Home » Blog » Deputado Carlos Bordalo propõe obrigatoriedade de cardápios em Braille


Restaurantes, bares e lanchonetes deverão dispor seus cardápios em método Braille para garantir a inclusão social de pessoas com deficiência. Essa é a proposta do Projeto de Lei defendido pelo deputado Carlos Bordalo (PT), presidente da Comissão de Direitos Humanos e Defesa do Consumidor da Assembleia Legislativa do Pará. A proposta foi apresentada nesta  terça-feira (04), no plenário da Alepa.

Segundo o Projeto de Lei, restaurantes, bares e lanchonetes serão obrigados a ter, pelo menos, um cardápio em método Braille.
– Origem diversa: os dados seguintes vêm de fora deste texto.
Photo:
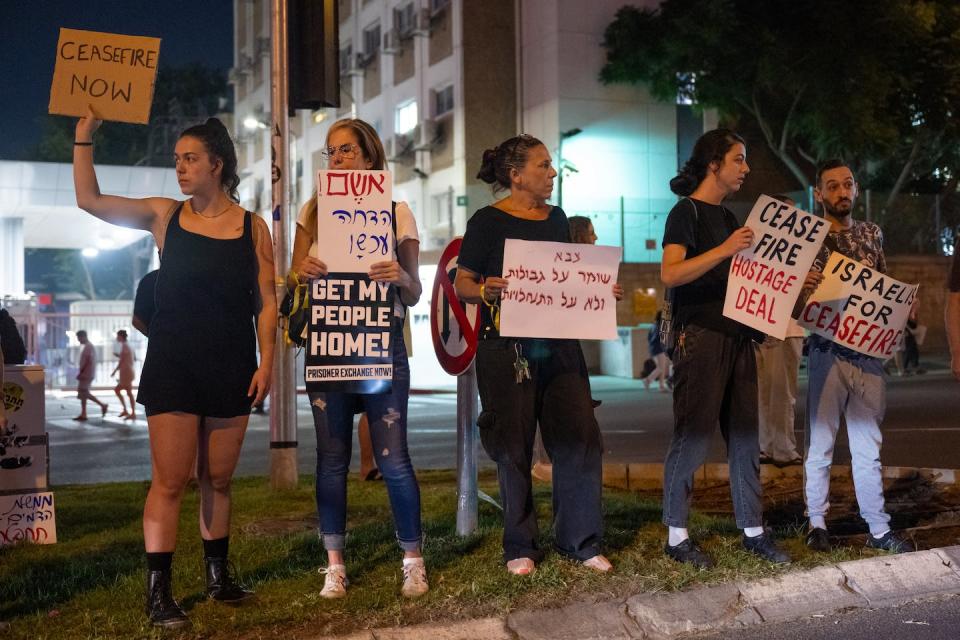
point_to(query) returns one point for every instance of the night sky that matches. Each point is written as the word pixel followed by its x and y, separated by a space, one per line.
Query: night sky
pixel 191 31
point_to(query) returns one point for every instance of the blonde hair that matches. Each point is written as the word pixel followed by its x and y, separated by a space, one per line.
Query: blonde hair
pixel 372 148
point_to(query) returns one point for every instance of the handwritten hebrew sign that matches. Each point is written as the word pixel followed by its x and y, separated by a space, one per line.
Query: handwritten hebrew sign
pixel 766 278
pixel 349 347
pixel 859 308
pixel 559 290
pixel 27 517
pixel 354 219
pixel 113 73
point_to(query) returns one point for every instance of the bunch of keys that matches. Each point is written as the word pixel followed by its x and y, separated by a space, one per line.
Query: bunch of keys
pixel 521 367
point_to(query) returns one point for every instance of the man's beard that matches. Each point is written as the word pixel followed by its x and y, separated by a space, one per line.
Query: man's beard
pixel 838 213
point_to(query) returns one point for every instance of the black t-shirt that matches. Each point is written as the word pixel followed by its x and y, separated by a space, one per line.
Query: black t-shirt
pixel 482 248
pixel 701 302
pixel 954 283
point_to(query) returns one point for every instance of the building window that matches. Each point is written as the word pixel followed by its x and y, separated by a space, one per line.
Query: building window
pixel 403 20
pixel 346 53
pixel 443 101
pixel 371 40
pixel 406 117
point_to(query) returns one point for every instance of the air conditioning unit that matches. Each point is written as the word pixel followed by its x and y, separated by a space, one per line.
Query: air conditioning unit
pixel 421 22
pixel 236 75
pixel 391 42
pixel 428 134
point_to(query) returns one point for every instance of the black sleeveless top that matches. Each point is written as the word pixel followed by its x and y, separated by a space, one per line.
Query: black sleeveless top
pixel 202 349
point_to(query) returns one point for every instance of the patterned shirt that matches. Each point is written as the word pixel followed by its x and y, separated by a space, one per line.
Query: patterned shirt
pixel 862 242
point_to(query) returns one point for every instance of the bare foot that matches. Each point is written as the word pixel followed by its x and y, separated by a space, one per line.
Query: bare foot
pixel 521 566
pixel 598 563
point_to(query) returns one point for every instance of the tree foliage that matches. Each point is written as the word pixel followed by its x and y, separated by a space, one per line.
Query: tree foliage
pixel 183 96
pixel 872 81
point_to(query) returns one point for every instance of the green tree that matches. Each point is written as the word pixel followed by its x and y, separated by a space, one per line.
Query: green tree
pixel 873 81
pixel 183 96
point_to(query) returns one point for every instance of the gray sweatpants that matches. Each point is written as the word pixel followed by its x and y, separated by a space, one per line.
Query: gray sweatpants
pixel 841 387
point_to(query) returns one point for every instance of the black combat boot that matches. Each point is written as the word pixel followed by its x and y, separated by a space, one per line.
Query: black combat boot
pixel 161 608
pixel 221 585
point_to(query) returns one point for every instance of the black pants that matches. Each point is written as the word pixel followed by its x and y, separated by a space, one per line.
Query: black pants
pixel 558 397
pixel 715 378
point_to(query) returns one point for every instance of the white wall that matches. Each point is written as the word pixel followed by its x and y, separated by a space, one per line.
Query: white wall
pixel 628 146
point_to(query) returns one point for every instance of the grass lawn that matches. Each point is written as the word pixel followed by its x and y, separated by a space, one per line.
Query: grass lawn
pixel 90 584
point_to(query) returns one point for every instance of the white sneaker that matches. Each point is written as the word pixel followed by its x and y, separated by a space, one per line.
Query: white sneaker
pixel 414 578
pixel 334 581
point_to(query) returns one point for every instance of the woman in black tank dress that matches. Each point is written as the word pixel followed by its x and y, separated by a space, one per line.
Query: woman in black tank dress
pixel 215 301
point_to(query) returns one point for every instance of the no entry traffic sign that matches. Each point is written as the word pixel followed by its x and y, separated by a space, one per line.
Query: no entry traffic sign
pixel 452 324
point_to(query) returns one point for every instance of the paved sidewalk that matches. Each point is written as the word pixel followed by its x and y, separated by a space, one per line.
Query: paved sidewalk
pixel 873 582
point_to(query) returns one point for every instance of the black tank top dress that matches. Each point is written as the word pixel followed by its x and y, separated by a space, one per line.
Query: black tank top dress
pixel 201 353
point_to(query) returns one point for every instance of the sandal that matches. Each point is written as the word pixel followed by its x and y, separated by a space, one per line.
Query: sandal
pixel 521 566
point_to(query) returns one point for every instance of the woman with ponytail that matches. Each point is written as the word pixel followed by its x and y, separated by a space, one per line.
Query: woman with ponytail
pixel 215 302
pixel 715 372
pixel 528 381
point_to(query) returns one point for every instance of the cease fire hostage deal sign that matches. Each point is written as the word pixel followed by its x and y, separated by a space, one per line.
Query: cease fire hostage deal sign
pixel 114 74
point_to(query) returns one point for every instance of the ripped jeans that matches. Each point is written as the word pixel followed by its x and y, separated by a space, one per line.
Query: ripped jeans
pixel 387 413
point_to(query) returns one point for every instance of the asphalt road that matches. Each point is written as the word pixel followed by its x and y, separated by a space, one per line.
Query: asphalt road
pixel 922 429
pixel 937 619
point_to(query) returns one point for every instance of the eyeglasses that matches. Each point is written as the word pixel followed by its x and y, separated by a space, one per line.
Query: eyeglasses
pixel 348 151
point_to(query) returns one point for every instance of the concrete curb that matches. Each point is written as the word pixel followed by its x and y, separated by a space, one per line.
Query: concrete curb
pixel 649 475
pixel 872 582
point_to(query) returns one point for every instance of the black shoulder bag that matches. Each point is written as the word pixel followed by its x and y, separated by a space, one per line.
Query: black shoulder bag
pixel 667 328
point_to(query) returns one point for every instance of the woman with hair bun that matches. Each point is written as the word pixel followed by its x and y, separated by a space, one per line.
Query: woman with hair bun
pixel 215 302
pixel 526 381
pixel 715 371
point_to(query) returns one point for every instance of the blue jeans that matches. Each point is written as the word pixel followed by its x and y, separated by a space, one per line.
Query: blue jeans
pixel 838 386
pixel 387 413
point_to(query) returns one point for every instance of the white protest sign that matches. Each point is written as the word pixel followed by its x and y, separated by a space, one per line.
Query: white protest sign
pixel 559 290
pixel 859 308
pixel 765 279
pixel 354 219
pixel 349 346
pixel 27 517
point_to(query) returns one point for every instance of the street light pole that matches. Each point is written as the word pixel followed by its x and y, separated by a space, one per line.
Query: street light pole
pixel 283 394
pixel 560 168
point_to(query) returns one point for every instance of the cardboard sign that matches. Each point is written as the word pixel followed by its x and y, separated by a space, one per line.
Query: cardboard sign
pixel 765 279
pixel 859 308
pixel 27 517
pixel 349 340
pixel 113 73
pixel 354 219
pixel 559 290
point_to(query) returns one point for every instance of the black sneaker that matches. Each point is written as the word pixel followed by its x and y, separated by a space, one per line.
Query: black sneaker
pixel 818 540
pixel 764 547
pixel 890 542
pixel 689 553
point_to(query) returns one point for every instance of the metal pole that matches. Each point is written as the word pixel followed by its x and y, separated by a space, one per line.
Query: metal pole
pixel 467 409
pixel 283 395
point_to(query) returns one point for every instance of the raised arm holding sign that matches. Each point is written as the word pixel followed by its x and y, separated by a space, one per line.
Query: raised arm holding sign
pixel 765 279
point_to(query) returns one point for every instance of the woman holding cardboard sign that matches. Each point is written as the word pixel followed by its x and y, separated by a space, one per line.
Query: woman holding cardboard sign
pixel 527 381
pixel 200 376
pixel 715 371
pixel 353 144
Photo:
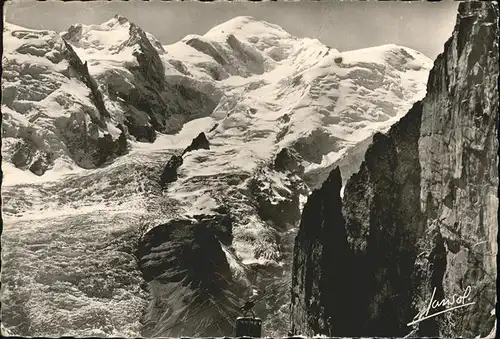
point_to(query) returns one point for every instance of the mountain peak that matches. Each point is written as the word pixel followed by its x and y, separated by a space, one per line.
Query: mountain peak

O não cumprimento implicará em multa no valor de R$ 100,00 (cem reais), reajustada com base no índice de correção dos tributos federais. Caso seja aprovada, a lei entra em vigor 180 dias após sua publicação oficial.

De acordo com o parlamentar, a inclusão social deve levar em conta o direito à diferença, respeitando as necessidades de cada pessoa. “A verdadeira inclusão significa defender a igualdade de oportunidade para todos, bem como o acesso a bens e serviços públicos”, diz Carlos Bordalo. “É preciso proporcionar às pessoas com deficiência visual maior independência, qualidade de vida e inclusão social, através da ampliação de sua comunicação, mobilidade, controle de seu ambiente, habilidades de seu aprendizado, trabalho e integração com a família, amigos e sociedade”, defende.

A falta de conhecimento e de mecanismos de apoio faz com que a deficiência seja considerada uma doença crônica, um peso ou um problema. “O estigma da deficiência é grave, transformando as pessoas cegas, surdas e com deficiências intelectuais ou físicas em seres incapazes, indefesos, sem direitos, sempre deixados em segundo plano”, ressalta Bordalo. Daí a importância de iniciativas e projetos que garantam a inclusão.

Para o deputado, a acessibilidade está relacionada à garantia de condições para utilização, com segurança e autonomia, total ou assistida, dos espaços, mobiliários e equipamentos urbanos, das edificações, dos serviços de transporte e dos dispositivos, sistemas e meios de comunicação e informação. “É preciso oferecer aos deficientes visuais a oportunidade de serem socialmente integrados à sociedade, possuindo seus direitos exercidos de forma íntegra para dispor de meios que o façam ter acessibilidade necessária para que possam, de forma independente, suprir suas necessidades. Com o cardápio em Braille as pessoas com deficiência visual passam a ter acesso ao lazer e à informação e, a partir desse conhecimento, podem desenvolver a própria consciência, a pensar por si mesmas, e passam a ter uma vida de cidadãos”.